The European Commission has confirmed that it has received a list of proposed economic reforms from Athens. EU finance ministers were to review the reforms before deciding whether to extend Greece's bailout.
The reforms arrived a day after Greece's new government had originally promised to deliver the details of how it planned to comply with the terms of the bailout funded by the European Union, the European Central Bank and the International Monetary Fund, while at the same time keeping its campaign promise to roll back austerity measures.
However, European Commission spokesman Margaritis Schinas announced on Tuesday morning that it had received the package of proposed reforms "on time."
If the EU finance ministers are satisfied withthe reform proposals, they are expected to agree to extend Greece's current bailout by four months. Should they decide against extending the rescue package, it is widely thought that Athens could run out of money as soon as the weekend.

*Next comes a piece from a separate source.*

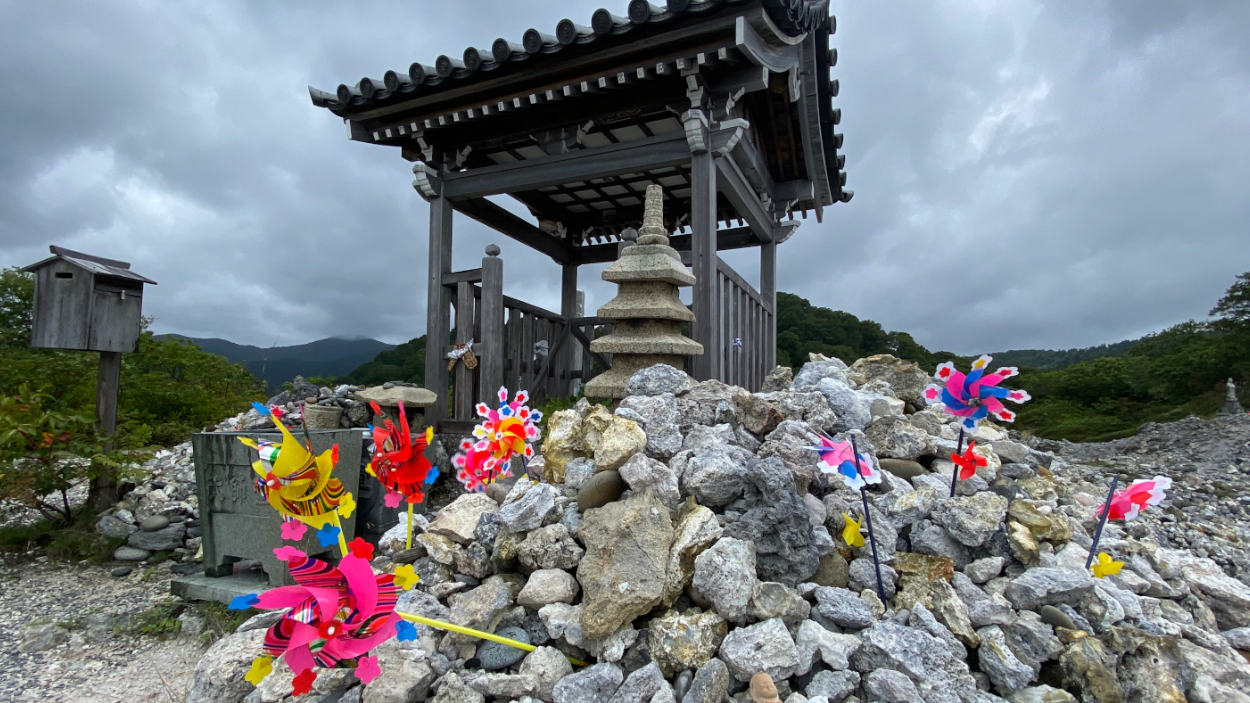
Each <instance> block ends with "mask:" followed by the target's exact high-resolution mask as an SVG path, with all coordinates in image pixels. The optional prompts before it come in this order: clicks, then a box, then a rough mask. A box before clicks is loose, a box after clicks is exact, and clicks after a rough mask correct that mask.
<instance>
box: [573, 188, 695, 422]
mask: <svg viewBox="0 0 1250 703" xmlns="http://www.w3.org/2000/svg"><path fill="white" fill-rule="evenodd" d="M602 278H604V280H606V281H610V283H615V284H616V285H617V291H616V296H615V298H612V299H611V300H609V301H607V303H606V304H605V305H604V306H602V308H600V309H599V316H600V318H609V319H611V320H612V331H611V334H609V335H605V336H601V338H599V339H596V340H594V341H591V343H590V350H591V352H597V353H601V354H611V355H612V368H611V369H610V370H607V372H605V373H604V374H600V375H597V377H595V378H594V379H591V380H590V383H587V384H586V395H587V397H590V398H622V397H624V395H625V383H626V382H629V378H630V377H631V375H634V373H636V372H639V370H641V369H645V368H647V367H651V365H655V364H669V365H670V367H674V368H679V369H680V368H681V367H682V362H684V357H690V355H696V354H702V353H704V348H702V344H699V343H697V341H695V340H692V339H690V338H687V336H685V335H684V334H681V323H692V321H694V320H695V315H694V313H691V311H690V309H689V308H686V306H685V304H682V303H681V296H680V294H679V290H677V289H679V288H681V286H689V285H694V284H695V276H694V275H691V274H690V271H689V270H687V269H686V266H685V265H684V264H682V263H681V255H680V254H679V253H677V250H676V249H674V248H672V246H670V245H669V234H667V230H665V229H664V191H662V190H661V189H660V186H659V185H649V186H647V189H646V206H645V210H644V215H642V229H641V230H639V236H637V244H636V245H634V246H629V248H625V249H622V250H621V254H620V258H619V259H616V261H615V263H614V264H612V265H610V266H607V269H606V270H605V271H604V274H602Z"/></svg>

Tackling tax-evasion, corruption
According to a statement released by the office of Greece's left-wing Prime Minister Alexis Tsipras on Monday, the six-page list of reforms was to included measures to fight tax evasion, and corruption, reduce bureaucracy and address what the Syriza-led government has described as the humanitarian crisis in the country. This, it has blamed on the austerity measures implemented by the previous conservative government to comply with the terms of the 240-billion-euro ($271-billion) bailout that kept Athens from plunging into insolvency four years ago.
Tsipras and his finance minister, Yanis Varoufakis, agreed on Friday after marathon talks with their EU partners to draw up the new list of reforms by Monday, in what was widely seen as a major climbdown, after they had previously said they would scrap all austerity measures. On Monday, the Eurogroup reportedly extended the deadline for receiving the proposals until Tuesday morning.